Wen Jiabao's profile was set up two days after he rushed to the scene of the 12 May earthquake in southwest Sichuan province to oversee rescue efforts, the official news agency Xinhua reported.
It is not known who set it up. Anyone with an email address can create a profile.
However, it has apparently proved to be a hit, with more than 44 000 people registering as supporters, placing him sixth on Facebook's rankings of most popular politicians.
Bush ranks well behind on the Facebook site at number 14 with just 12 000 registered supporters, with French President Nicolas Sarkozy a slot further back.
US Democratic presidential hopeful Barack Obama was by far the site's most popular politician with more than 875 000 supporters.

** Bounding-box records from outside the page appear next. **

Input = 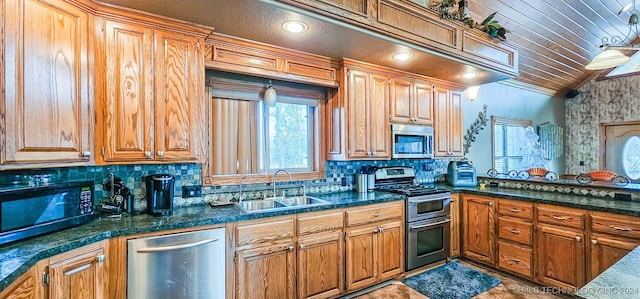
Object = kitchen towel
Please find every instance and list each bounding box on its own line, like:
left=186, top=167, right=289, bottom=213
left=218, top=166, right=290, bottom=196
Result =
left=402, top=261, right=502, bottom=299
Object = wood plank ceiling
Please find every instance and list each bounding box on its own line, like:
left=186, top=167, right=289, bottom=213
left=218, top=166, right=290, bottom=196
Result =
left=97, top=0, right=633, bottom=97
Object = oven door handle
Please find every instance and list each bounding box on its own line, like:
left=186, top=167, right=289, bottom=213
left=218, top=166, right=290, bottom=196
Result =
left=409, top=197, right=451, bottom=203
left=409, top=218, right=451, bottom=229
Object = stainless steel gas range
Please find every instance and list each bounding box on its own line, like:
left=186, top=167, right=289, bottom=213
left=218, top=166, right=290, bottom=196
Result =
left=376, top=167, right=451, bottom=271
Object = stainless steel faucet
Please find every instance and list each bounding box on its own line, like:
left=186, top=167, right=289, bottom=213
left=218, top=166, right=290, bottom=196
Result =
left=238, top=175, right=256, bottom=203
left=273, top=168, right=291, bottom=197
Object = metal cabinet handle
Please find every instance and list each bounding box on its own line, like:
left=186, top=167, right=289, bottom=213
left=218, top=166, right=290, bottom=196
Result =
left=609, top=225, right=633, bottom=232
left=96, top=254, right=107, bottom=263
left=507, top=256, right=522, bottom=263
left=138, top=239, right=218, bottom=253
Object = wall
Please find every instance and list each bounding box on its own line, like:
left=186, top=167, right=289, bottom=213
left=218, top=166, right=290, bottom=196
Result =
left=565, top=76, right=640, bottom=174
left=462, top=83, right=567, bottom=175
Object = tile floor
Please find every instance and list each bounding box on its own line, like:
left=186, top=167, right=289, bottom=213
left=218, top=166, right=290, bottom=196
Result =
left=345, top=260, right=565, bottom=299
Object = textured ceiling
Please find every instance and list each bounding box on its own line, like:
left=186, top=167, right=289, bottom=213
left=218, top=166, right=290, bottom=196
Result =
left=96, top=0, right=640, bottom=95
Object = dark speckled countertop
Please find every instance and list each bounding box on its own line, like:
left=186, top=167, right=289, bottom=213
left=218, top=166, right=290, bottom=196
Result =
left=0, top=188, right=640, bottom=290
left=0, top=191, right=404, bottom=290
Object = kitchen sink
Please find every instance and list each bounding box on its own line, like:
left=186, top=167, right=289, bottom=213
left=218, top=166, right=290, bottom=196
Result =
left=236, top=196, right=328, bottom=213
left=278, top=195, right=327, bottom=206
left=236, top=200, right=287, bottom=213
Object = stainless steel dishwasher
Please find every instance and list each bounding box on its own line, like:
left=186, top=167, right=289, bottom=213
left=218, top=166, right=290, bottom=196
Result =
left=127, top=228, right=225, bottom=299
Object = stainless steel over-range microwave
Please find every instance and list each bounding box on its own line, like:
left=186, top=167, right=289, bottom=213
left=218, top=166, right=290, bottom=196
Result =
left=391, top=124, right=433, bottom=159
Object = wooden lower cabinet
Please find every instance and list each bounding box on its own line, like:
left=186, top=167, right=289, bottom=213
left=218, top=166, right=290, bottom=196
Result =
left=449, top=193, right=461, bottom=257
left=47, top=240, right=108, bottom=299
left=236, top=244, right=296, bottom=299
left=536, top=224, right=586, bottom=290
left=462, top=194, right=496, bottom=265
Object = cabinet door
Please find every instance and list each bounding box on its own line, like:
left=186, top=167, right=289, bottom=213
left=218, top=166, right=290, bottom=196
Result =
left=377, top=221, right=404, bottom=280
left=449, top=193, right=460, bottom=257
left=447, top=91, right=463, bottom=157
left=347, top=70, right=370, bottom=159
left=297, top=232, right=344, bottom=298
left=462, top=195, right=495, bottom=265
left=536, top=225, right=585, bottom=289
left=236, top=244, right=296, bottom=299
left=48, top=245, right=107, bottom=299
left=367, top=74, right=391, bottom=159
left=0, top=0, right=93, bottom=163
left=589, top=234, right=640, bottom=280
left=433, top=87, right=451, bottom=157
left=96, top=21, right=153, bottom=162
left=390, top=78, right=413, bottom=124
left=413, top=83, right=433, bottom=125
left=345, top=226, right=378, bottom=291
left=154, top=30, right=204, bottom=161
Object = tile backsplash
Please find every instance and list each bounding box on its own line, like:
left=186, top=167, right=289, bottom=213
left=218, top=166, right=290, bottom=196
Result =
left=0, top=159, right=450, bottom=210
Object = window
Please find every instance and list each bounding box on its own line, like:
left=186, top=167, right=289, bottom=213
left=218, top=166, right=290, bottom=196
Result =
left=491, top=116, right=531, bottom=173
left=203, top=76, right=326, bottom=184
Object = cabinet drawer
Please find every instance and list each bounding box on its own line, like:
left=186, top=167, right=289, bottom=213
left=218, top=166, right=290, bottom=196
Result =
left=498, top=199, right=533, bottom=220
left=296, top=210, right=344, bottom=236
left=346, top=201, right=404, bottom=226
left=498, top=241, right=533, bottom=278
left=591, top=212, right=640, bottom=239
left=537, top=205, right=585, bottom=229
left=236, top=216, right=294, bottom=247
left=498, top=218, right=533, bottom=246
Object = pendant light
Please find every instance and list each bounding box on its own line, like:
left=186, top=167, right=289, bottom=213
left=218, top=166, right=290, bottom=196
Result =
left=264, top=80, right=278, bottom=107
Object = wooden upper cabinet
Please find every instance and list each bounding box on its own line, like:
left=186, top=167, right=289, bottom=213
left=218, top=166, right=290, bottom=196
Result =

But Xinhua said Wen's place was notable because he was the only Asian in the top 10.
Xinhua praised Wen's Facebook debut as a sign that the public liked what it called a more open and approachable image that the Chinese government has put forward during the earthquake crisis.
It said overseas Chinese made up the bulk of Wen's Facebook supporters.
Xinhua acknowledged the 65-year-old Chinese politician's profile lacked the glitz of other internet-savvy politicians such as Obama pointing out Wen did not yet have a YouTube box to stream videos of his speeches.
However, photos of Wen "shuttling through the hardest-hit towns, and many supportive posts, have given the page an incomparable emotional touch," Xinhua said.
Xinhua highlighted one of the hundreds of photos said to be posted by the public in which Wen was seen standing in the rain shouting to a student who was trapped in quake rubble: "This is Grandpa Wen, hang on, we will rescue you!"
In a photo posted on a separate Facebook entry called "Wen Jiabao's Fan Club," an admirer juxtaposed a photo of a mother panda nuzzling her cub with a picture of Wen in black trousers and an open necked white shirt cradling an infant.
Among the posted entries, there were also appeals to Wen to crack down on reported local corruption cases arising from the earthquake, the agency said.